Antibiotics are used in the treatment of Lyme disease. The sooner the treatment is started, the sooner the recovery. The following antibiotics are used in the treatment:

  • Oral antibiotics: Oral antibiotics such as doxycycline, cefuroxime and amoxicillin are used in the treatment of Lyme disease. Doxycycline is used in adults and children who are older than 8 years of age, while cefuroxime or amoxicillin can be used in young children, adults and breast feeding or pregnant women. It is usually recommended to take a 14 to 21 day course of antibiotics, but some studies suggest that only 10 to 14 days course of antibiotics is effective.
  • Intravenous antibiotics: Intravenous antibiotic may be recommended by the physician if the central nervous system of the patient is affected. These antibiotics are given for 14 to 28 days. This is effective in eliminating the infection, but it may take some more time to recover from the symptoms. Some side effects may be experienced after taking intra venous antibiotics which include mild to severe diarrhea, lower white blood cells count or infection with other antibiotic resistant organisms.
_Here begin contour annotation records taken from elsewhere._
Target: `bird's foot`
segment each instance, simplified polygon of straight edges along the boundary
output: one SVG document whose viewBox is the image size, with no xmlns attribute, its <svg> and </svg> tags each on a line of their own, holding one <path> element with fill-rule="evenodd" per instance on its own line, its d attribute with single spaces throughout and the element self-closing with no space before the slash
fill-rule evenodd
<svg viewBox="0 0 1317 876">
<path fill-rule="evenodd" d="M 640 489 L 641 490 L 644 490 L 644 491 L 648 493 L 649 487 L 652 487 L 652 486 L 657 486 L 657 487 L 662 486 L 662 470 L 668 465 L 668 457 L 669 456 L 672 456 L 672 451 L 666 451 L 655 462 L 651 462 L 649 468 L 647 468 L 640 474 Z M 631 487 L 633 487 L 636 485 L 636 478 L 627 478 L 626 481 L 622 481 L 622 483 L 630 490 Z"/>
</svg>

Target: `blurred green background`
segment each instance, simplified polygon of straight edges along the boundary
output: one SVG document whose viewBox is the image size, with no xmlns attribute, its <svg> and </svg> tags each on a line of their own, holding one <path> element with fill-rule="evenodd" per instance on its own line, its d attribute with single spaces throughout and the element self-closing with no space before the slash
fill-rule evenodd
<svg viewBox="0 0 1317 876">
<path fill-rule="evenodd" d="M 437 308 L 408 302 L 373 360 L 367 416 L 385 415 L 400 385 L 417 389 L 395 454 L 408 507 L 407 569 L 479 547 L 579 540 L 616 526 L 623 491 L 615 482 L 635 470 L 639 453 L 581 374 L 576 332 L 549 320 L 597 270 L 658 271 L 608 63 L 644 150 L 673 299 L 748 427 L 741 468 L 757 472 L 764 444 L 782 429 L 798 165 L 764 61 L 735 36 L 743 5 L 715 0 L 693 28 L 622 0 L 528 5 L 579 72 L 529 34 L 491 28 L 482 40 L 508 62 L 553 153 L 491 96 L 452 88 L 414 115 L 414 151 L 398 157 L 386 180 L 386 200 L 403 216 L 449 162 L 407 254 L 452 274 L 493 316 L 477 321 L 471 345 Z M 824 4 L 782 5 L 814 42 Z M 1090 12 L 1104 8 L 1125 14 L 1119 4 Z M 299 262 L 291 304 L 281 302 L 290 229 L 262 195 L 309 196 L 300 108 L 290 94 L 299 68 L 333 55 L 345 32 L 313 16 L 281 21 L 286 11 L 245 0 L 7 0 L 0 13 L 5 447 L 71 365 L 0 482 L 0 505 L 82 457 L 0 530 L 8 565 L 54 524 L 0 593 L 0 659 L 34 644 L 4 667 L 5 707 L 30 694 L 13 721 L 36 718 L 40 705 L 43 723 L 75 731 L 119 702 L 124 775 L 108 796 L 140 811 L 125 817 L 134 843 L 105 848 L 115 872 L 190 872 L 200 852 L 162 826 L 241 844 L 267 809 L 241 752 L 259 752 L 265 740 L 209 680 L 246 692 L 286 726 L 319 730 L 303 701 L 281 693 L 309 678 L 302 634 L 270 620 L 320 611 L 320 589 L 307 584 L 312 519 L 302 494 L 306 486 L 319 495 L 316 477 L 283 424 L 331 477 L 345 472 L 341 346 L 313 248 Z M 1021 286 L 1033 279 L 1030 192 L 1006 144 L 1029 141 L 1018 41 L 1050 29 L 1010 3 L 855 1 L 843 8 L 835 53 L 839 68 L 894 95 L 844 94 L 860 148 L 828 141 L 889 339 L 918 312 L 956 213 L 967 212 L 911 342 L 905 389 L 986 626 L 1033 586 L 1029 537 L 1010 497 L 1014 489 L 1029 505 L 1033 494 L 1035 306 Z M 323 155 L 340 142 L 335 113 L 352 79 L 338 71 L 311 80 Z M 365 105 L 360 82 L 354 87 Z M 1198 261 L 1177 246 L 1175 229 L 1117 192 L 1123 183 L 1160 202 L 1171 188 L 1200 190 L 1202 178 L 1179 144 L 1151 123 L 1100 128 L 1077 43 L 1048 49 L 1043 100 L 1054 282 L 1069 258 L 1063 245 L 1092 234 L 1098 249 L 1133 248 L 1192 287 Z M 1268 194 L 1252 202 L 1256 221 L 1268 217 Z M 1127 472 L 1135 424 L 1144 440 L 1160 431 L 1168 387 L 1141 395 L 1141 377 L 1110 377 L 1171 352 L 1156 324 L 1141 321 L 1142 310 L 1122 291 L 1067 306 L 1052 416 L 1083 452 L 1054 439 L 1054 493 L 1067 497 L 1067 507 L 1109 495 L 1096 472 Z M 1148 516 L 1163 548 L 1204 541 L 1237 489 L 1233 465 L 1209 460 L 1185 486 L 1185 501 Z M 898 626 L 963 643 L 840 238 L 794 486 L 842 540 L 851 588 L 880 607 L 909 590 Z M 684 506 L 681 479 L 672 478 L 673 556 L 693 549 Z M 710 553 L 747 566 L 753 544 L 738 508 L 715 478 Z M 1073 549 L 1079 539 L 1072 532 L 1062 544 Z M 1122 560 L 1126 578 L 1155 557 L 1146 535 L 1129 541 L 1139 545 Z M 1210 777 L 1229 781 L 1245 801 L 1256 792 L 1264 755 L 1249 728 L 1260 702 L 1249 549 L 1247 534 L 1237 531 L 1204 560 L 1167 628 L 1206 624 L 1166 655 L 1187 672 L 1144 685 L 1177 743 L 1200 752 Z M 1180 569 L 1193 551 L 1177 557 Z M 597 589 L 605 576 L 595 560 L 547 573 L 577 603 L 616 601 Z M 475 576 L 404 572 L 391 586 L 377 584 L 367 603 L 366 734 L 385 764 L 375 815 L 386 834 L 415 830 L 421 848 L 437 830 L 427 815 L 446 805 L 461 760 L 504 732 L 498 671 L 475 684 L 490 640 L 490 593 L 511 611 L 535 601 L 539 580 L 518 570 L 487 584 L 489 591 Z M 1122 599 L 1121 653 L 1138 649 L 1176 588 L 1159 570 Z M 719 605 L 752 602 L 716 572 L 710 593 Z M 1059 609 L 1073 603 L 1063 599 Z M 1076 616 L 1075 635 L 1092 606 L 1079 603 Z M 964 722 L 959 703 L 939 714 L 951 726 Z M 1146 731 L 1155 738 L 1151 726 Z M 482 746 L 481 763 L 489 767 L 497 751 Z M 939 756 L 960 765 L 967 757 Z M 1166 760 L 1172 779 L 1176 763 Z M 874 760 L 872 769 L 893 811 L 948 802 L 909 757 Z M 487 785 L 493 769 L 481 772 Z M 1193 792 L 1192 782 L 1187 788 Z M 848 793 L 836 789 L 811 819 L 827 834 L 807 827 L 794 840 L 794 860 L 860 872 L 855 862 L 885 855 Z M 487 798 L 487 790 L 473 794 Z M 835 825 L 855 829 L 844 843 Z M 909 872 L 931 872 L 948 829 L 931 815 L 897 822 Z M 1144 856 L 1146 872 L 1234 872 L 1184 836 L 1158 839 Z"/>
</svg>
Even after the completion of antibiotic course, some people still experience some symptoms such as fatigue and muscle aches. The cause of these symptoms is unknown and further taking of antibiotics doesn’t help.

 

 

The most important tip for prevention of Lyme disease is to avoid the areas where the deer ticks live. These include wooded areas or bushy areas with long grass. Some tips for prevention of this disease are:

  • Wear long pants and shirts with long sleeves while walking through grassy or bushy areas.
  • Apply an insect repellent to the skin with 20 percent or more concentration of DEET in it.
  • Keep the yard tick proof by clearing the leaves and keeping the wood piles in sunny area.
  • Take a shower immediately after visiting grassy or bushy areas so that the attached tick gets washed away.
  • Remove the attached ticks gently with tweezers by holding the tick by its head or mouth and apply an antiseptic at the bite area.
*Disclaimer This is not medical advice. The content is for educational purposes only. Please contact your doctor for any health care issues.